14.4 The Buyer must not use Sharp FvD’s website to transmit or send unsolicited commercial communications.
15. Data Protection
15.1 If Sharp FvD collects personal information in connection with the Contract, such information will only be used in order to fulfil the Order.
16. General
16.1 Each right or remedy of Sharp FvD under the Contract is without prejudice to any other right or remedy of Sharp FvD whether under the Contract or not.
16.2 If any provision of the Contract is found by any court, tribunal or administrative body of competent jurisdiction to be wholly or partly illegal, invalid, void, voidable, unenforceable or unreasonable it shall to the extent of such illegality, invalidity, voidness, voidability, unenforceability or unreasonableness be deemed severable and the remaining provisions of the Contract and the remainder of such provision shall continue in full force and effect.
16.3 Failure or delay by Sharp FvD in enforcing or partially enforcing any provision of the Contract shall not be construed as a waiver of any of its rights under the Contract.
16.4 Any waiver by Sharp FvD of any breach of, or any default under, any provision of the Contract by the Buyer shall not be deemed a waiver of any subsequent breach or default and shall in no way affect the other terms of the Contract.
16.5 The parties to the Contract do not intend that any term of the Contract shall be enforceable by virtue of the Contracts (Rights of Third Parties) Act 1999 by any person that is not a party to it.

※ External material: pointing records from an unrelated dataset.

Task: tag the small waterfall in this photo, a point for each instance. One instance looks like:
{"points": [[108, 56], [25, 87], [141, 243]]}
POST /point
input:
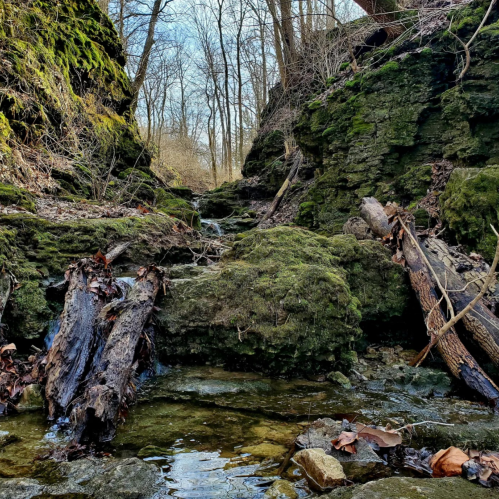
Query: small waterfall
{"points": [[212, 226], [54, 327]]}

16.6 The Contract, and any dispute or claim (including non-contractual disputes or claims) arising out of or in connection with it or its subject matter or formation, shall be governed by and construed in accordance with the law of England. Each party irrevocably agrees that the courts of England shall have exclusive jurisdiction to settle any dispute or claim (including non-contractual disputes or claims) arising out of or in connection with the Contract or its subject matter or formation.
16.7 The Contract constitutes the entire agreement between the parties. Each party acknowledges that in entering into the Contract it does not rely on any statement, representation, assurance or warranty (whether made innocently or negligently) that is not set out in the Contract. Each party agrees that it shall have no claim for innocent or negligent misrepresentation based on any statement in the Contract.
16.8 No variation of this Contract shall be effective unless it is in writing and signed by the parties (or their authorised representatives).
16.9 Sharp FvD may at any at any time assign, transfer, mortgage, charge, subcontract, delegate, declare a trust over or deal in any other manner with all or any of its rights or obligations under the Contract. The Buyer may not assign, transfer, mortgage, charge, subcontract, delegate, declare a trust over or deal in any other manner with any or all of its rights or obligations under the Contract without the prior written consent of Sharp FvD.